They have lost undisputedly their finest Premier League manager in Tony Pulis. They have lost their opening league game of the season. They have lost their sporting director, Iain Moody. They are losing ground as the minutes tick down to the closure of the transfer window.

It is an almighty mess. A success story rarely becomes a farce at such speed. It is certainly not all Palace’s fault: they find themselves spurned by a manager lacking a sense of perspective, caught up in the fallout of a bitter row at Cardiff City and squeezed by the proximity of the artificial cut-off date that is deadline day.

Yet the breakdown in relations between Pulis and co-chairman Steve Parish feels still more damaging. Palace’s Premier League record, spread across five seasons, shows they take 1.46 points per game under Pulis and 0.97 under everyone else; that extra point every two games is the difference between mid-table security and probable demotion.

Last season, he inherited a team that was seemingly doomed, lifted them to 11th place and was voted the division’s manager of the year. Pulis exerted a transformative effect on limited players and wanted to upgrade his squad and see what he could do with greater talents.

Parish, conscious Palace were in administration as recently as 2010 (and, perhaps, that Pulis never took Stoke City above 11th, despite spending rather more) was keener not to jeopardise the club’s financial future. For 13 clubs, it is a question which is the greater gamble: to spend or not to spend, thus potentially losing the Premier League millions?

Whatever the correct answer, Palace were endangered by Pulis’ exit. The Welshman’s timing, walking out 48 hours before the season started, should diminish his reputation. At a stroke, he undid much of his good work at Selhurst Park.

But it seemed Malky Mackay, another manager to emphasise teamwork and organisation, could slot seamlessly in, reuniting with his Cardiff colleague Moody, named Palace’s sporting director in December last year.
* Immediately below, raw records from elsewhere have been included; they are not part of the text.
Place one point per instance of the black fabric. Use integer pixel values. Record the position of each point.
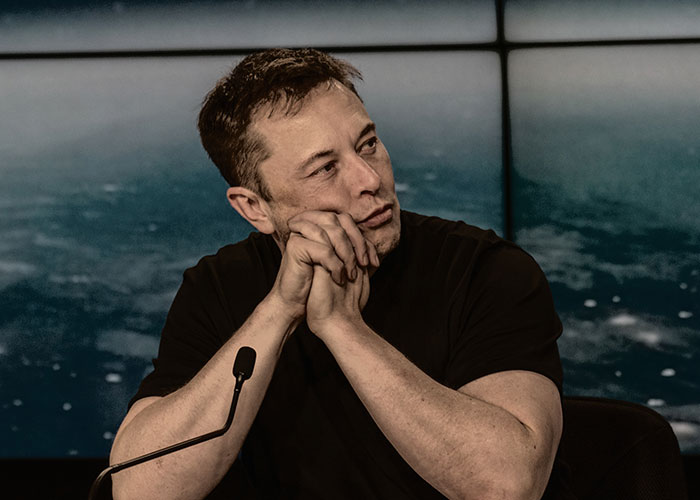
(459, 302)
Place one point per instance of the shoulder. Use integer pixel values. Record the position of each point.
(250, 256)
(458, 241)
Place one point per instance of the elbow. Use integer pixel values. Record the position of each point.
(502, 483)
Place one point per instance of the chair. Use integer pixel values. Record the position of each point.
(620, 450)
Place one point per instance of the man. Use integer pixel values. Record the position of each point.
(398, 356)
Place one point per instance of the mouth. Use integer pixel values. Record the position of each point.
(377, 218)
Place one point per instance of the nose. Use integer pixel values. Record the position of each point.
(364, 178)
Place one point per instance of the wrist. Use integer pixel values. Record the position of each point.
(337, 328)
(277, 310)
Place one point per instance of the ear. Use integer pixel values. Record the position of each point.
(251, 207)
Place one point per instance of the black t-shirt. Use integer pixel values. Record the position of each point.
(457, 301)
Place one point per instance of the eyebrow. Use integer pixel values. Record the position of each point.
(370, 127)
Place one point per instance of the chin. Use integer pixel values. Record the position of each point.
(387, 238)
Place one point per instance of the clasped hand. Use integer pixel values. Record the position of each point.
(325, 268)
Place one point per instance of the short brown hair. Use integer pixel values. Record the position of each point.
(271, 77)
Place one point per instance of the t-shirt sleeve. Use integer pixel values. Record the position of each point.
(192, 334)
(503, 318)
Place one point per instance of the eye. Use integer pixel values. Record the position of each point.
(370, 145)
(324, 170)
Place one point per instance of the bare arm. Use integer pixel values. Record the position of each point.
(495, 437)
(202, 405)
(199, 407)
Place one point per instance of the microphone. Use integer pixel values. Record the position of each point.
(242, 370)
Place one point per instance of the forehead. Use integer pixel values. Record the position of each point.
(325, 115)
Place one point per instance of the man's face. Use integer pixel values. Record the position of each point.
(328, 157)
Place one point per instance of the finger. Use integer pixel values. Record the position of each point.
(312, 253)
(310, 230)
(343, 248)
(374, 256)
(324, 227)
(356, 238)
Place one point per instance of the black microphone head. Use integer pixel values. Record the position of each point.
(245, 361)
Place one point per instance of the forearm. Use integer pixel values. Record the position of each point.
(463, 446)
(199, 407)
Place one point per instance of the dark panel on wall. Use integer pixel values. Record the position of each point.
(530, 20)
(606, 161)
(124, 25)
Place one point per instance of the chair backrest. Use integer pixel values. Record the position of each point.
(620, 450)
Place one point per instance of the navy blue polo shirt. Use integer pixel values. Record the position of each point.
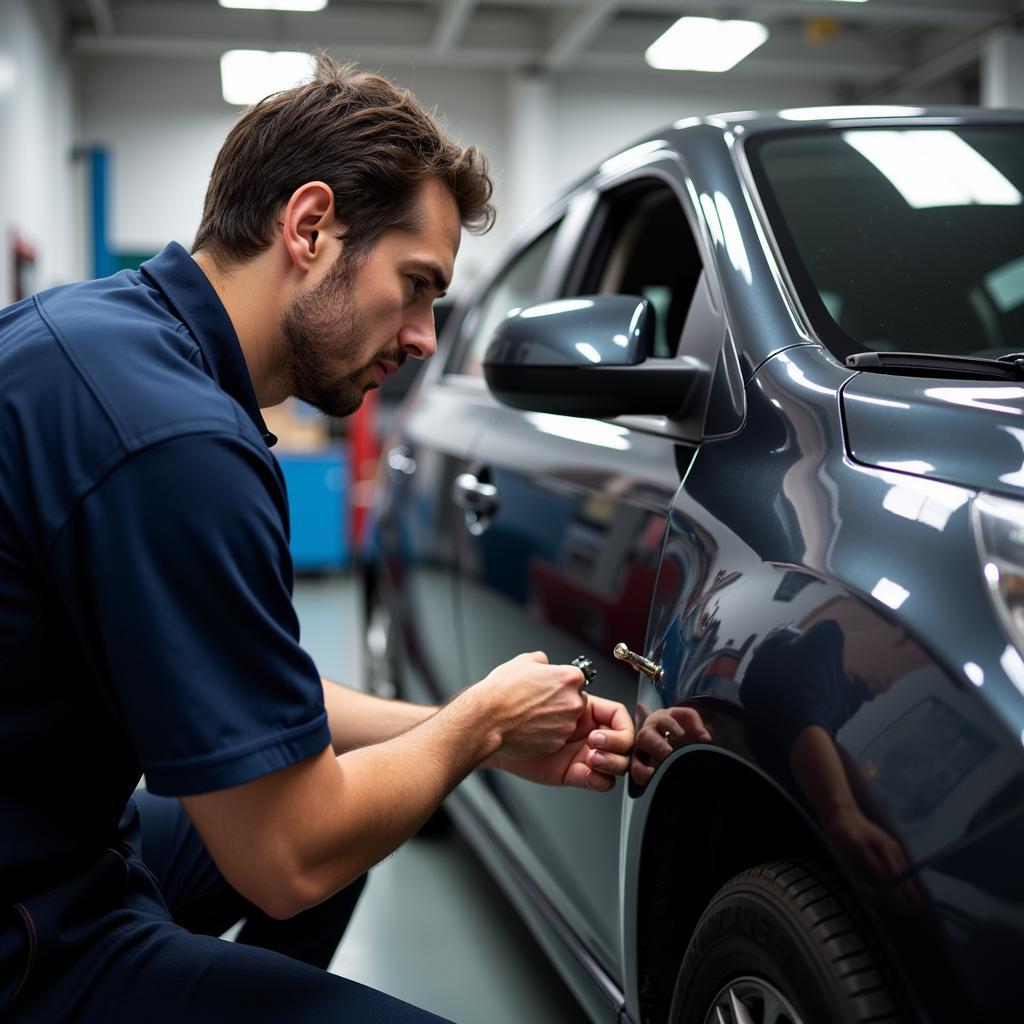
(145, 584)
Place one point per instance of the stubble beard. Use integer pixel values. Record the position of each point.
(317, 328)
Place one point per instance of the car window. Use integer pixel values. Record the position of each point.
(515, 289)
(646, 248)
(902, 239)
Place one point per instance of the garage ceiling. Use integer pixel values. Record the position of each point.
(865, 49)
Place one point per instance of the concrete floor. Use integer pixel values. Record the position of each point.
(431, 928)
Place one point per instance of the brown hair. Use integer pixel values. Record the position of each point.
(371, 141)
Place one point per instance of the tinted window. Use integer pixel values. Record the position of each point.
(515, 289)
(906, 240)
(646, 249)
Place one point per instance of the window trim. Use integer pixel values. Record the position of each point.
(574, 213)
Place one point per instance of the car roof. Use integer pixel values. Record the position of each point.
(829, 117)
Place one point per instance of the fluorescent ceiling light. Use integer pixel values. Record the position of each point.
(705, 44)
(273, 4)
(248, 76)
(931, 168)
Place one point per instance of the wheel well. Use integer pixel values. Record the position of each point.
(741, 820)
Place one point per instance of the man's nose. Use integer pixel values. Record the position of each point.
(418, 336)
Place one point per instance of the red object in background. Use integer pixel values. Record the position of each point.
(365, 454)
(23, 265)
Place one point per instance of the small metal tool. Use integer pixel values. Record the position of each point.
(586, 666)
(638, 662)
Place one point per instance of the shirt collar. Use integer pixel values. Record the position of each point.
(194, 299)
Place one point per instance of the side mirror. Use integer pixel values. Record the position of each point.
(588, 356)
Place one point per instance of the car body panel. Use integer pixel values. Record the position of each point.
(815, 564)
(567, 564)
(938, 428)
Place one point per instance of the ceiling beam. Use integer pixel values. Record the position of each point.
(578, 33)
(911, 12)
(452, 24)
(102, 16)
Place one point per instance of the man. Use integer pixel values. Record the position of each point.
(145, 622)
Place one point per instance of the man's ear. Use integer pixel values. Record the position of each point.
(308, 226)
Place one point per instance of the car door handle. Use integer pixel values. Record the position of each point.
(474, 495)
(400, 463)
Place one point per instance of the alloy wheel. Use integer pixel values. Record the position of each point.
(751, 1000)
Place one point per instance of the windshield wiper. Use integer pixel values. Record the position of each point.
(1007, 368)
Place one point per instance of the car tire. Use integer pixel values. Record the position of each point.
(381, 675)
(783, 943)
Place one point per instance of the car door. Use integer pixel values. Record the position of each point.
(564, 557)
(419, 526)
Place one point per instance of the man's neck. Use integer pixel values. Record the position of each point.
(252, 294)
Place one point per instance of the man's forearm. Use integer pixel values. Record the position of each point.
(358, 719)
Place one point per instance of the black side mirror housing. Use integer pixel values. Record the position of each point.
(587, 356)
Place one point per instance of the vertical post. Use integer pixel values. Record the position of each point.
(102, 258)
(530, 140)
(1003, 69)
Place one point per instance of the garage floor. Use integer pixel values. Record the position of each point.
(431, 927)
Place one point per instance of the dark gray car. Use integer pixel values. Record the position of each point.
(750, 401)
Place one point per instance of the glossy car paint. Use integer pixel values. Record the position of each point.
(833, 500)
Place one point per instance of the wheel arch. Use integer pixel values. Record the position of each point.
(670, 881)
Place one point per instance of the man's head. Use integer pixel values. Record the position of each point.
(348, 193)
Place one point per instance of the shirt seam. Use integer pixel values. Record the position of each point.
(126, 457)
(217, 759)
(80, 370)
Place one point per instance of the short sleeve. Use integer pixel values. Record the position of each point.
(176, 573)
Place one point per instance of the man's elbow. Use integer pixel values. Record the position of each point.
(282, 897)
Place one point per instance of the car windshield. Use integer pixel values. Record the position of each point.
(902, 239)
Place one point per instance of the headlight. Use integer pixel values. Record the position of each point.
(998, 528)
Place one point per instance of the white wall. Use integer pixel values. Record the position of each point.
(164, 120)
(39, 183)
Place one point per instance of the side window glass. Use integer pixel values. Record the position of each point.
(646, 248)
(516, 288)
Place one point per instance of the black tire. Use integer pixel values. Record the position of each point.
(785, 941)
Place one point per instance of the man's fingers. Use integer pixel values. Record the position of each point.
(689, 720)
(613, 741)
(610, 714)
(609, 764)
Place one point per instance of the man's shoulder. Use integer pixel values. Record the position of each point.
(94, 374)
(121, 342)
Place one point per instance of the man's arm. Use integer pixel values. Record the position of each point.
(358, 719)
(291, 839)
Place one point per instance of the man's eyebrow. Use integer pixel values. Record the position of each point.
(436, 275)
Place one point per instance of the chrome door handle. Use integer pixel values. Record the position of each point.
(473, 495)
(399, 462)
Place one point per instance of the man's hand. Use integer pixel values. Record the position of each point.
(594, 754)
(532, 706)
(664, 731)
Then, just as Mackay appeared on the brink on being appointed, came a sudden volte-face. Rather than gaining a manager, Palace have lost managerial team. The suggestions that Cardiff submitted a dossier of allegedly racist, sexist and homophobic emails and text messages involving Mackay and Moody during their time in Wales were, whether true or not, sufficiently serious that Palace withdrew interest in Mackay and, on Thursday, saw Moody resign.

Having lost the man charged with negotiating their transfers, Palace are in a precarious position, with no manager, no idea how and where to strengthen a slim squad.
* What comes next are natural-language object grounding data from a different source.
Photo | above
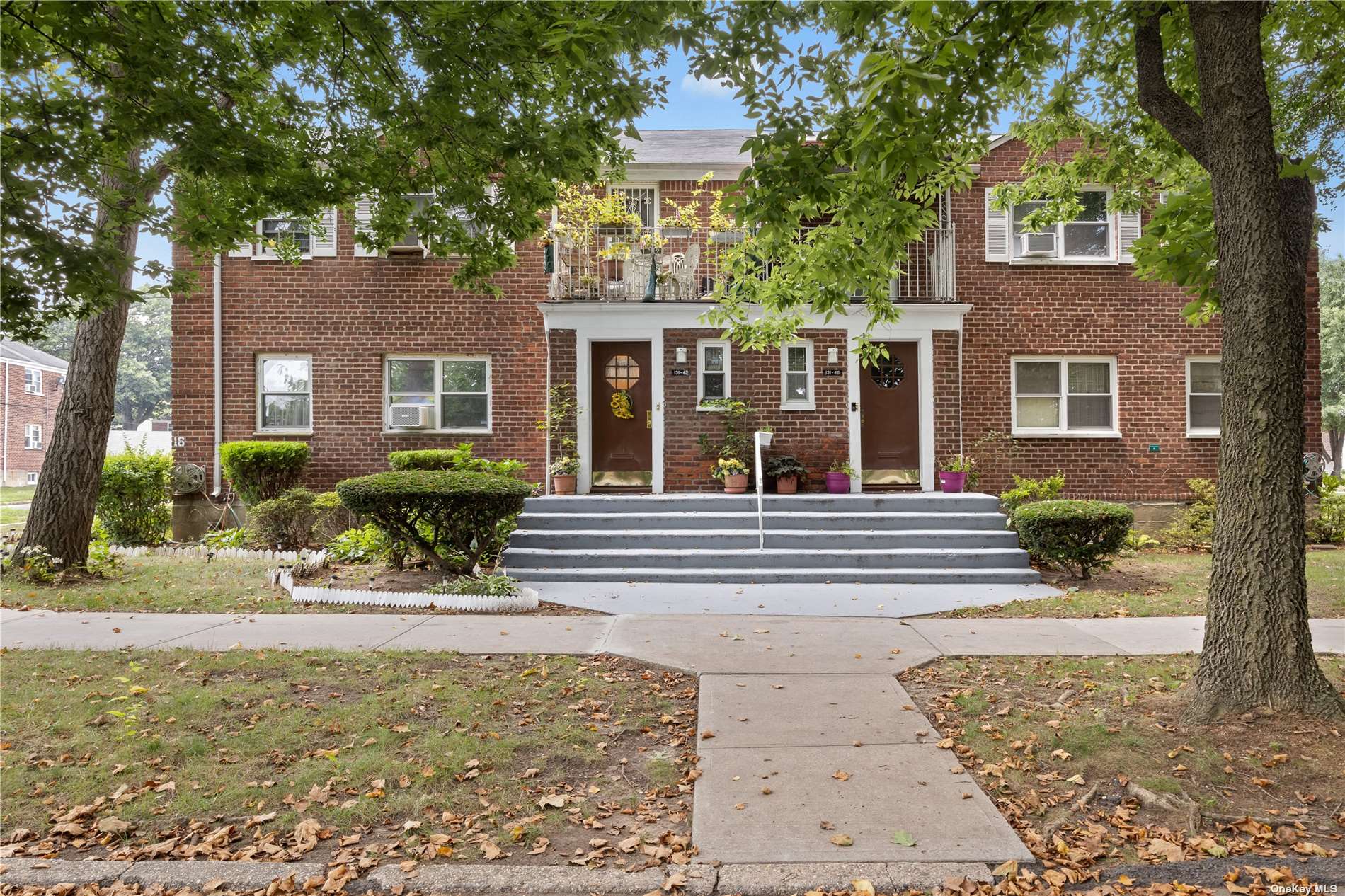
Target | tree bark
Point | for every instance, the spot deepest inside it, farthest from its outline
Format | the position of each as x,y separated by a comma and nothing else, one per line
1258,649
61,517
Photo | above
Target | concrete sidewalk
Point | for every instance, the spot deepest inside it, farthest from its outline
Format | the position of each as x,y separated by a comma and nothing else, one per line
806,735
701,643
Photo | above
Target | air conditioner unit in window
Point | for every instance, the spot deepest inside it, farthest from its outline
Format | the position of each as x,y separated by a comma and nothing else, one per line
409,416
1036,244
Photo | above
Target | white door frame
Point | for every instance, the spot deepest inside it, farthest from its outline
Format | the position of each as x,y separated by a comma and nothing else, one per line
646,322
The major criterion for Pulis’ successor was a Premier League pedigree. That nevertheless produced very different candidates: Glenn Hoddle, the 3-5-2 advocate who has been out of management for eight years, ruled himself out.

Tim Sherwood, whose gung-ho approach at Tottenham Hotspur contrasted with Pulis’ more pragmatic plans at Palace, now seems the favourite for the job by default. Available, interested, (slightly) experienced and not at the centre of a firestorm, he looks the last man standing.

Sherwood is also utterly untried in the transfer market – Tottenham did not sign during his brief spell in charge – and his only taste of management did not encompass the relegation battle that Palace, deprived of Pulis’ services, are likely to face.

And so, for the second successive August, Palace look in a state of flux when stability would be preferable. They went on to make five signings in the last 72 hours of the transfer window 12 months ago, only one of whom, Adrian Mariappa, was even a qualified success.

The scattergun approach yielded just three points from the first 10 games before, after Ian Holloway resigned, Pulis rode to the rescue. Yet they prospered in spite of chaos theory, not because of it. The past provides a warning, not encouragement.